I've been fermenting this post for a while. There is a lot more I want to post on caching + webpack but I want to start here with what I see as a list of priorities and what I have learned concerning those from developing hard-source-webpack-plugin.
- Easy to Use
- Disk Cache First
- Natural Modules
- Extensible Serialization
Easy to Use
best scenario: a user never has to delete the cache
An easy to use cache is one that either responds with the right version of built modules or no version until it can store a fresh correct copy.
A cached module is only valid as long as all of its inputs have not changed. webpack tracks all the file inputs, whose contents is used in a module, but does not at this time track all of the loader, plugin, or webpack's own files and other dependencies used by any of these.
If the cache could additionally track all these other items either in relation to the built modules or whole cache it may open opportunities to add longevity to a cache or parts of it. That will be a really large set of work that could be looked into after a first version of some cache in webpack.

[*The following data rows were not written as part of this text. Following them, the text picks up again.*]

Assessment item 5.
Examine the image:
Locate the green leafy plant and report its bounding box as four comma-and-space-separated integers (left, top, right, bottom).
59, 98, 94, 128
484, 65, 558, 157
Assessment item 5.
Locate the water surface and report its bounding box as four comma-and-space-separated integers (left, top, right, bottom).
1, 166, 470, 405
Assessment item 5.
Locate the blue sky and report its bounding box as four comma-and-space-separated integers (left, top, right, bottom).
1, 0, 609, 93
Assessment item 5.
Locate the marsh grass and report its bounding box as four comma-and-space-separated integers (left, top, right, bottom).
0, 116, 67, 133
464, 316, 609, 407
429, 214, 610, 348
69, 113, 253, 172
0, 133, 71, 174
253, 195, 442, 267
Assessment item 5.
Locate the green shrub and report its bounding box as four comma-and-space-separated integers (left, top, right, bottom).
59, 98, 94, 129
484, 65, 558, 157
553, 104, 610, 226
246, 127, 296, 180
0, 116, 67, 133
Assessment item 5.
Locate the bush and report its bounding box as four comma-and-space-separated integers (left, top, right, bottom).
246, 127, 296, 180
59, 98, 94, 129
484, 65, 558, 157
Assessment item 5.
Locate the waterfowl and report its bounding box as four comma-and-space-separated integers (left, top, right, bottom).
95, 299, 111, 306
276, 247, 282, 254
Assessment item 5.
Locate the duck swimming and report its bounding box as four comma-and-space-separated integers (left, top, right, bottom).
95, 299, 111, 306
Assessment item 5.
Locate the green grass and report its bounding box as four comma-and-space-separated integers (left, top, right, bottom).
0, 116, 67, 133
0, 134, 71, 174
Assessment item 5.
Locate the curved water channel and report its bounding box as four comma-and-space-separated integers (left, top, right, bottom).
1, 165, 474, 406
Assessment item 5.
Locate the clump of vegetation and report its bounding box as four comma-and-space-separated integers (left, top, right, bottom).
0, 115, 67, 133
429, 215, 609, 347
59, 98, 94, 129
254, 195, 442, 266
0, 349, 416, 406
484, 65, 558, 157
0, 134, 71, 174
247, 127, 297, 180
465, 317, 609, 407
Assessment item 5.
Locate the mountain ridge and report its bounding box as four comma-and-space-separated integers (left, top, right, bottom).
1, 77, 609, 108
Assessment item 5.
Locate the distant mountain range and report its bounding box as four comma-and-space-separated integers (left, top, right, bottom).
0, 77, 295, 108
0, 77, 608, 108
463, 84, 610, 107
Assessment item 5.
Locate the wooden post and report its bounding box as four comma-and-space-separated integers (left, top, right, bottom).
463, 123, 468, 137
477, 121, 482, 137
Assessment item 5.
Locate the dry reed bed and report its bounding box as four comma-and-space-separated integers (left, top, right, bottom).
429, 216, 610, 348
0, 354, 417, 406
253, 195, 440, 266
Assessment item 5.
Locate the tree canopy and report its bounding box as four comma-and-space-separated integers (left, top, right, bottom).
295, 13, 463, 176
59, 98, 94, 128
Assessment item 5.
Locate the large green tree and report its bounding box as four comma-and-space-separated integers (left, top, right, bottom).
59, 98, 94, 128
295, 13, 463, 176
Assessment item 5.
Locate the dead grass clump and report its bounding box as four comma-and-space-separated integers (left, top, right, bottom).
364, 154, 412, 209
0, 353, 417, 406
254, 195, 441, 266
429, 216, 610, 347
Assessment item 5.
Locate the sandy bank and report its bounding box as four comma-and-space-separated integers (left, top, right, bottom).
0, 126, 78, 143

In hard-source's case, it trusts yarn.lock or package-lock.json to represent that and hashes their contents for comparison in future builds. If those aren't available it hashes all of the package.json files of directories directly under node_modules for a project. Since these hashes can't make comparisons of smaller sets of packages, the whole cache is invalid when the hash value changes.
An additional helper to invalidating the cache is placing it by default under node_modules. When it will be deleted if modules were reinstalled. This is an option that may not be desired when combined with another priority.
Another input the cache needs to track is build configuration. Most projects even if they use one configuration file end up with multiple runtime configurations if say they use both the
webpack-dev-server cli tools. When
webpack-dev-server modifies the config to add plugins or change entries this changes the configuration input to the cache.
While a change to the extended dependency set likely means a employing a scorched earth policy on the cache, a different configuration as a cache input, can be resolved with producing multiple caches. As webpack projects may frequently switch between multiple runtime configurations being able to use a different existing cache instead of replacing the current cache improves the benefit gained for users from a filesystem persistent cache.
Multiple caches helps solve a quality of life issue but can also create one. If the cache isn't occasionally removed the multiple internal caches can build up increasing the amount of space the whole cache uses. hard-source does not currently solve this but I think there are some easy to understand solutions. First caches could be removed automatically if their relative date to today is older than some period of time like two weeks. They could be removed when the Nth cache is created. They could be removed when the size of all caches is greater than X MBs. Or some set of these solutions and with options exposed for modifying them could provide a reasonable overall solution.
file and context dependencies
The last common input for module and cache invalidation is the file and context dependencies webpack itself tracks for modules. webpack compares the built time of a Module against the timestamps of those dependencies to determine if it can use the entry of a module in its module cache. That comparison will not be reliable for a disk cache.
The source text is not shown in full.